Enter 21-year-old Tom Holland, who was first introduced as Spidey in last year’s Captain America: Civil War where he held his own alongside Marvel’s Avengers. Holland has just the boyish enthusiasm and earnestness required to play Peter Parker as a fresh-faced 15-year-old, and mercifully director Jon Watts and the writers spare us the backstory. There’s no bite from a radioactive spider; all that’s taken care of in a single line of dialogue. As is the death of wise Uncle Ben. (We get no speech on power and responsibility.) What we get is a kid trying to figure out how to master the powers he’s already acquired.

Holland brings goofiness to the part, which makes the character genuinely likable. This is a novice Spider-Man, and many of the laughs come from watching him rough and tumble his way through the action.

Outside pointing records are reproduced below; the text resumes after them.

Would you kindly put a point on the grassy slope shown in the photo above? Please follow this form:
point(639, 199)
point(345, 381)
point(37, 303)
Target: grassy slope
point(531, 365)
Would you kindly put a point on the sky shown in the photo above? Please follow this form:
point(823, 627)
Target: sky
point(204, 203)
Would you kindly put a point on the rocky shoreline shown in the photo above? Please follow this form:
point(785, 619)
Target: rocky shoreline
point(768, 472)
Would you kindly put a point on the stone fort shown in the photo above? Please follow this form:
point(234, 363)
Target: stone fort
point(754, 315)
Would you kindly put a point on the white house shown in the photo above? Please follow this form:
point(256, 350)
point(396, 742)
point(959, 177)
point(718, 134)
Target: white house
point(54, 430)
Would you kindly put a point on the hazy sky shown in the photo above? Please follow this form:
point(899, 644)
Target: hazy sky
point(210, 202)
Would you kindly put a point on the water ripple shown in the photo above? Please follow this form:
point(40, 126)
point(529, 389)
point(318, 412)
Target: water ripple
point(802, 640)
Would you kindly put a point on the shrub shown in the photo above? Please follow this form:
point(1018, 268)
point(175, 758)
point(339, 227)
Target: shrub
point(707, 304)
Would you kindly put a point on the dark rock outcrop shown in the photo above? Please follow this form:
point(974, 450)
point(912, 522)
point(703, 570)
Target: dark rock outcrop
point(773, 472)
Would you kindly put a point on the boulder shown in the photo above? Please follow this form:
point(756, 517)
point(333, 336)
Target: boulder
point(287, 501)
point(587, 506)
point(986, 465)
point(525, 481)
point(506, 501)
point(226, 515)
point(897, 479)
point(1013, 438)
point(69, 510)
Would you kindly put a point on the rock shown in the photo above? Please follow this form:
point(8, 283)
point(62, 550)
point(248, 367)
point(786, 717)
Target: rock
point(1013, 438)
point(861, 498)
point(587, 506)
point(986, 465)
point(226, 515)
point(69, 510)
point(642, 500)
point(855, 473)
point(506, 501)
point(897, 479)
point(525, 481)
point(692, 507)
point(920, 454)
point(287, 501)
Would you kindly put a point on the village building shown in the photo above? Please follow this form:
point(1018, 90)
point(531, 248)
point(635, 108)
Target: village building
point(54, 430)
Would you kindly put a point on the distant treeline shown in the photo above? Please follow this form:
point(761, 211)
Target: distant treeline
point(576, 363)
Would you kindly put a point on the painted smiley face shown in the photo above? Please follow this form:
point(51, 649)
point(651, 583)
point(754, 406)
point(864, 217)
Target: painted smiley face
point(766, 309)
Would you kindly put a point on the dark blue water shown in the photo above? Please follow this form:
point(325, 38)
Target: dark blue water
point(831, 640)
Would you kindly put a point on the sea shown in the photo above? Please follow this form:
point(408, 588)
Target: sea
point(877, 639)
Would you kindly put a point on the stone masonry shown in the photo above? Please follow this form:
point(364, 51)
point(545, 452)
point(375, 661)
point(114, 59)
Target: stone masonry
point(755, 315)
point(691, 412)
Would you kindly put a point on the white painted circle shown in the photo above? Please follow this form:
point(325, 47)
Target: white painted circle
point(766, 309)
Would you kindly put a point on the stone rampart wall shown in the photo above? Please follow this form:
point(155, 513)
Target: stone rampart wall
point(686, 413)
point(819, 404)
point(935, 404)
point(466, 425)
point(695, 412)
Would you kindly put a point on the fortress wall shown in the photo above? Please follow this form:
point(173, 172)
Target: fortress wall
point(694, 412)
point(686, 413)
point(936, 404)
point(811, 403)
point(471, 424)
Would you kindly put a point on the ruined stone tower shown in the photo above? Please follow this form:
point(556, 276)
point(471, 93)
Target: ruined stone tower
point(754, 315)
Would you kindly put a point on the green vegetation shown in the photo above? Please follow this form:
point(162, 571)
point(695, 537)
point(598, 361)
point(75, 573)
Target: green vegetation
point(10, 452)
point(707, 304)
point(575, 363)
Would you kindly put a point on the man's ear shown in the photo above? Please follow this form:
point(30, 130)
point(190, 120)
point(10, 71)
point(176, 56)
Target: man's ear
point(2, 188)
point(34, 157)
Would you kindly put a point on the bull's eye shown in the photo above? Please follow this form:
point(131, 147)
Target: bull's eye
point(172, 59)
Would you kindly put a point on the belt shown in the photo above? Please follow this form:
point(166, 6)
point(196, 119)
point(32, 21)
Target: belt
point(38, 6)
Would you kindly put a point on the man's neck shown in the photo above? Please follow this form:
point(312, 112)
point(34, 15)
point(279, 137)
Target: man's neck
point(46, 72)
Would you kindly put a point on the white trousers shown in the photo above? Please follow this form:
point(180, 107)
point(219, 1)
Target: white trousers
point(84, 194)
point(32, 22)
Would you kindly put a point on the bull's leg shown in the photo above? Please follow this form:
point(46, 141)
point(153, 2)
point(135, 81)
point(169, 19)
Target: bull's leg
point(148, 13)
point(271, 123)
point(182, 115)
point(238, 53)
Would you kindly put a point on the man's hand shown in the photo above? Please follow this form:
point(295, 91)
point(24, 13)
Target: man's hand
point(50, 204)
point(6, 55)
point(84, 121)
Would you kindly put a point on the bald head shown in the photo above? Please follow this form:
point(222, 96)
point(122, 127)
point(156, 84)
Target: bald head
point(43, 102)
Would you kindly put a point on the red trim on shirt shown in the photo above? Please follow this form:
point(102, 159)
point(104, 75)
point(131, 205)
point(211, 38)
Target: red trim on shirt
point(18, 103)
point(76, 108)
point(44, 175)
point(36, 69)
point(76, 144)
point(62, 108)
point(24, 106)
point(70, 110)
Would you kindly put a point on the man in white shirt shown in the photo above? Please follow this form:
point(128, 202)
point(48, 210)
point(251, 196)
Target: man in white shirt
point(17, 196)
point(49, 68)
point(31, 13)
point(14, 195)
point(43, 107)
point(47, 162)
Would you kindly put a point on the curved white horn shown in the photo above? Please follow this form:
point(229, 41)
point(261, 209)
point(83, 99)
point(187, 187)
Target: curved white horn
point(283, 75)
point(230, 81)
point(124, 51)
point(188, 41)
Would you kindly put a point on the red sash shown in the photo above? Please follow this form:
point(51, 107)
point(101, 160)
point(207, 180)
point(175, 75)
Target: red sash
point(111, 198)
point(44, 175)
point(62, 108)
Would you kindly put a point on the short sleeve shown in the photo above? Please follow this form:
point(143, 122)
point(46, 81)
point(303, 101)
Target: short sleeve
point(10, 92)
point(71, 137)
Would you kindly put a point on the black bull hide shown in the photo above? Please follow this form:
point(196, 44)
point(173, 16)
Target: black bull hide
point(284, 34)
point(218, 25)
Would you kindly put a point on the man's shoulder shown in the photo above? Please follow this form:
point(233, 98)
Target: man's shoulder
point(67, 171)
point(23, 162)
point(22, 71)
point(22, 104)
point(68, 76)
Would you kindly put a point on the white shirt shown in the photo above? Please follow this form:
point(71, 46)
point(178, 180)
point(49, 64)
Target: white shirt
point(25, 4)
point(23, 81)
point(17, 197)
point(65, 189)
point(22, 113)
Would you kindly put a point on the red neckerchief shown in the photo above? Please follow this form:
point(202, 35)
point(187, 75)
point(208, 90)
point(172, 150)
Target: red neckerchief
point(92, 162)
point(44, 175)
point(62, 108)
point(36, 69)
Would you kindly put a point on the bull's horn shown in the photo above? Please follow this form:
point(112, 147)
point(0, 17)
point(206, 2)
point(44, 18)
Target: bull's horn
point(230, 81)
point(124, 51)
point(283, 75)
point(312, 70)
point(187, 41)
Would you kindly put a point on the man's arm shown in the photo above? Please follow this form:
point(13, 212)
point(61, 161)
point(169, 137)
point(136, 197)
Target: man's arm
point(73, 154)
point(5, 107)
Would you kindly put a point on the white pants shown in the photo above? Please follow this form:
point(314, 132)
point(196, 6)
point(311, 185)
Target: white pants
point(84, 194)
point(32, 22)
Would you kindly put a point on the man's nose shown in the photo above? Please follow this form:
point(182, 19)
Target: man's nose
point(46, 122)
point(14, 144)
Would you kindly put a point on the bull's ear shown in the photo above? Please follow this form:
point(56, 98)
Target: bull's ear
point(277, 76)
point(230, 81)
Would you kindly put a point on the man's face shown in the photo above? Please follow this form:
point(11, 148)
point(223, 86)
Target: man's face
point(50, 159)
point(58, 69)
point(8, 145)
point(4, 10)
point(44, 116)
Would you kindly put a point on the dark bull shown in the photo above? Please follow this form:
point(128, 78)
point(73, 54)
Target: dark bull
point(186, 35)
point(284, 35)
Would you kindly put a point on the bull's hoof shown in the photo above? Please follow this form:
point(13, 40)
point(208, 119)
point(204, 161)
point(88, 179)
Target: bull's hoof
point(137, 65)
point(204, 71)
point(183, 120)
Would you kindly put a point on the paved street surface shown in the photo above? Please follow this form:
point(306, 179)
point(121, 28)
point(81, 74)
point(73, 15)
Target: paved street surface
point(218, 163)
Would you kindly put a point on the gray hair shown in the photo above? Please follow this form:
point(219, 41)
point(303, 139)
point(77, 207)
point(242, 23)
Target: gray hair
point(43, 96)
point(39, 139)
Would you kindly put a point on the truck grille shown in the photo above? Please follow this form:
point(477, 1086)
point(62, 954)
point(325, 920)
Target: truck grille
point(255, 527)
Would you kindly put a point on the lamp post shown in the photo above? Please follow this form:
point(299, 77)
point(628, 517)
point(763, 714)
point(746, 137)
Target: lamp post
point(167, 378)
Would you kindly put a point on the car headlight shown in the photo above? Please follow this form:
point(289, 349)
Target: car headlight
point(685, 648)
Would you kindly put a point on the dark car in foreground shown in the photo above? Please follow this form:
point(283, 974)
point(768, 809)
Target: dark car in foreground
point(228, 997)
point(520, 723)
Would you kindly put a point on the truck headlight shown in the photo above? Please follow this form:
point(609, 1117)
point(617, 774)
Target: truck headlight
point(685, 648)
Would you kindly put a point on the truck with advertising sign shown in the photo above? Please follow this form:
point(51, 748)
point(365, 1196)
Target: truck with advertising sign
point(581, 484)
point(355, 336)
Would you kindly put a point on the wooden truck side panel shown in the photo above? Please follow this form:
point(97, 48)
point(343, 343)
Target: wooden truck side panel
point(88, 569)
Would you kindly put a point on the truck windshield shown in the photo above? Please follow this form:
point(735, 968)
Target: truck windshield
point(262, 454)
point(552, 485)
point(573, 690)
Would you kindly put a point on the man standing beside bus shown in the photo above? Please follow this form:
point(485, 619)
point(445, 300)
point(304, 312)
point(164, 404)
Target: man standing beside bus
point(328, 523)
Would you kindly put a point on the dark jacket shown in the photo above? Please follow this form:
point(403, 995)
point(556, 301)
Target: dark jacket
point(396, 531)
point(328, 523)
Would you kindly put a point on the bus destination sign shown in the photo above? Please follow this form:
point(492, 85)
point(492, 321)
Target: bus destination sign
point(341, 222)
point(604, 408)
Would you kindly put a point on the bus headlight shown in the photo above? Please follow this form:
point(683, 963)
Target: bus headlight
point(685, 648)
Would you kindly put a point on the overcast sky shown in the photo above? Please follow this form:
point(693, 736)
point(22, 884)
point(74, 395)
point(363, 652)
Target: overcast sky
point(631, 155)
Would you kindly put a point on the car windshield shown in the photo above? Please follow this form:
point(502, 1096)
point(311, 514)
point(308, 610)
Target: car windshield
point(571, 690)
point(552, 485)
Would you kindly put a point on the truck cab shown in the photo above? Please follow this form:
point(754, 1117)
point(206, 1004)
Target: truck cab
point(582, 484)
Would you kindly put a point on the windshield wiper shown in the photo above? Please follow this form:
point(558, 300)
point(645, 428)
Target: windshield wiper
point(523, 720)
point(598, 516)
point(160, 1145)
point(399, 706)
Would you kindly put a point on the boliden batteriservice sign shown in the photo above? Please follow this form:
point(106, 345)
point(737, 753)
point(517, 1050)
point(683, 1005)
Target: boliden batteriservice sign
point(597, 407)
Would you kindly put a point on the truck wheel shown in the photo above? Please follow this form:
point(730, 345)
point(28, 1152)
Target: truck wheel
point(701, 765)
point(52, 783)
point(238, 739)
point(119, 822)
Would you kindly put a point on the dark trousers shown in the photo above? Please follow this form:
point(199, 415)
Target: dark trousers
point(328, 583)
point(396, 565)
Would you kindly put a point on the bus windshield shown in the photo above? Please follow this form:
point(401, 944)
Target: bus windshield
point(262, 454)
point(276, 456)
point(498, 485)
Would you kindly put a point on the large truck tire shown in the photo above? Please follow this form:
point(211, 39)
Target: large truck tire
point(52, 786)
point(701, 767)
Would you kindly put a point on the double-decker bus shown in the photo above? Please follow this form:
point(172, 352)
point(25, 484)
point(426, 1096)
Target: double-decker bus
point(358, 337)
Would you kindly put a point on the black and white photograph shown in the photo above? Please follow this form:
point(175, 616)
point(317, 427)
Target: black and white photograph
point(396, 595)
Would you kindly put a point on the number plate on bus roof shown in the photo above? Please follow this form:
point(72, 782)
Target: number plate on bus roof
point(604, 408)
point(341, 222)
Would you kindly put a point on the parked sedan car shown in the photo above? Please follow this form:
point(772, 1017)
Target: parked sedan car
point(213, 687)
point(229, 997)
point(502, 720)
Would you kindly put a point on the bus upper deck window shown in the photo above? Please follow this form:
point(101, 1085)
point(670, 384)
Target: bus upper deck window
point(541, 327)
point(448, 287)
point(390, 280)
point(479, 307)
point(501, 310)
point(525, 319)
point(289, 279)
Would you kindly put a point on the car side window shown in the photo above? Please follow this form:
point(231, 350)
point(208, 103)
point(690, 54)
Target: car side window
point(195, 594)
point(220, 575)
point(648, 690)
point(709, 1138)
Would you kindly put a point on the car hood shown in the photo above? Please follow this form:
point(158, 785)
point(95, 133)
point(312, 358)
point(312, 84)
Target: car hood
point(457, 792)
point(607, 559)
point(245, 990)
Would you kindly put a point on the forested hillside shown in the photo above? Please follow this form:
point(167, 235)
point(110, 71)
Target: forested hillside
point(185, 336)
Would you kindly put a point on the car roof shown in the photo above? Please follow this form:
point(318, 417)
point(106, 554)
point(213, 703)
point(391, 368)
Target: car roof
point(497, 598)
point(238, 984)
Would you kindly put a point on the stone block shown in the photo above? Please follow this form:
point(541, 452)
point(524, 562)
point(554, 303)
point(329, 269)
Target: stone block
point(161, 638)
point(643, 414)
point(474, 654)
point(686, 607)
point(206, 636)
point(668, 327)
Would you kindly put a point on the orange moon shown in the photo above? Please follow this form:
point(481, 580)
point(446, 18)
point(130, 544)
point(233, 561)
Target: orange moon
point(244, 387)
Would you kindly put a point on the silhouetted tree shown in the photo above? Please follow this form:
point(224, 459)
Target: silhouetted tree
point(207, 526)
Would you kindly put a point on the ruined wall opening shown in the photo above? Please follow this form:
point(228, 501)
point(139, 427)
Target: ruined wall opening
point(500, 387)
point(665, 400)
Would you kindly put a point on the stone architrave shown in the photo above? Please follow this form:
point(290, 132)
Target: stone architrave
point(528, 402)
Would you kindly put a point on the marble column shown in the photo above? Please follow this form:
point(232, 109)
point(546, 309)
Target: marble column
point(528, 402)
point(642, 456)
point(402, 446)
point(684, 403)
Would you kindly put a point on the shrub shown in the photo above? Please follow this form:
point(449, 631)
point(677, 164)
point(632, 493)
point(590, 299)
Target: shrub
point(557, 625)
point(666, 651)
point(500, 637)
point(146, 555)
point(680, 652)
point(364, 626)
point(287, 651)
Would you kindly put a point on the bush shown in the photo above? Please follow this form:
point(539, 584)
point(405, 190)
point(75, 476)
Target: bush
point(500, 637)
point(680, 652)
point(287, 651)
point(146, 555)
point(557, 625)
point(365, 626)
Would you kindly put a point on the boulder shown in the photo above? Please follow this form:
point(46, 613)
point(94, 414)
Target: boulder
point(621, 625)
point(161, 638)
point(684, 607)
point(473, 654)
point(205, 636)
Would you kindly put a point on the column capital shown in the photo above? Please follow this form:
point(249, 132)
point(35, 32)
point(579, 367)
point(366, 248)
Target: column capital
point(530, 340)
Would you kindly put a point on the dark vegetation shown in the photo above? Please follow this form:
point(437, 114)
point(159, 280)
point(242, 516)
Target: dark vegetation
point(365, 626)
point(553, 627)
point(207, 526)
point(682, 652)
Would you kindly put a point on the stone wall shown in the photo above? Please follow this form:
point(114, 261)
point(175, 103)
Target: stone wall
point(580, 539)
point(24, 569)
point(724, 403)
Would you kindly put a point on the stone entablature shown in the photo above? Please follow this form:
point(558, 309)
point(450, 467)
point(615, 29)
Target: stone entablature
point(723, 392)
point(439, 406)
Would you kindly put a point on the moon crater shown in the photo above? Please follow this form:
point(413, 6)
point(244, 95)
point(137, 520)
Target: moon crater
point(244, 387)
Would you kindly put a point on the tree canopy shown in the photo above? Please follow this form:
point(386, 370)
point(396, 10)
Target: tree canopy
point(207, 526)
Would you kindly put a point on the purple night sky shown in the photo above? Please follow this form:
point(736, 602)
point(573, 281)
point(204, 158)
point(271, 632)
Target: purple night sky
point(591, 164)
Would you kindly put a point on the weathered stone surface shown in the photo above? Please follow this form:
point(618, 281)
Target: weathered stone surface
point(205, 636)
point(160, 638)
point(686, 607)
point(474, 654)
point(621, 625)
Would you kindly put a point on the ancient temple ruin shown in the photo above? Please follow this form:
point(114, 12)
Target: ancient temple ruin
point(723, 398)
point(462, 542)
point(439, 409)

Speaking of action, this is your not your average Marvel film where the superhero must save the world from a power-hungry villain hell-bent on flattening entire cities.  The film’s baddie, a blue-collar worker-turned-arms manufacturer, played by Michael Keaton, has no ambitions of world-domination; he’s just a guy chasing a fast buck to feed his family. This is a much more intimate story, and the action set pieces are befitting the relatively modest scale of the plot. Which is not to say that they aren’t thrilling. It’s just that they aren’t an orgy of explosions and special effects where you can’t make out who’s doing what to whom. A sequence involving an attack on the Staten Island Ferry is particularly well executed.

But Spider-Man Homecoming is ultimately stronger as a character-driven coming-of-age comedy. Watts surrounds his leading man with an ensemble of characters who’re key to Peter’s life: his worrying Aunt May (Marisa Tomei), his nerdy best friend Ned (Jacob Batalon), and of course his mentor figure, Tony Stark (Robert Downey Jr), who’s too busy to actually mentor him but shows up to dispense tough love each time the kid screws up.

The film doesn't get everything right. Some of the supporting players – particularly Keaton’s villain – are underdeveloped. The climatic face-off is also a little overstretched. But these are minor quibbles in a movie that’s both brimming with humor and invested with a lot of heart. A movie that’s fresh and entertaining, and one that marks a welcome return for a superhero we’ve all missed.

I’m going with four out of five for Spider-Man Homecoming. It’s light and breezy and so much fun.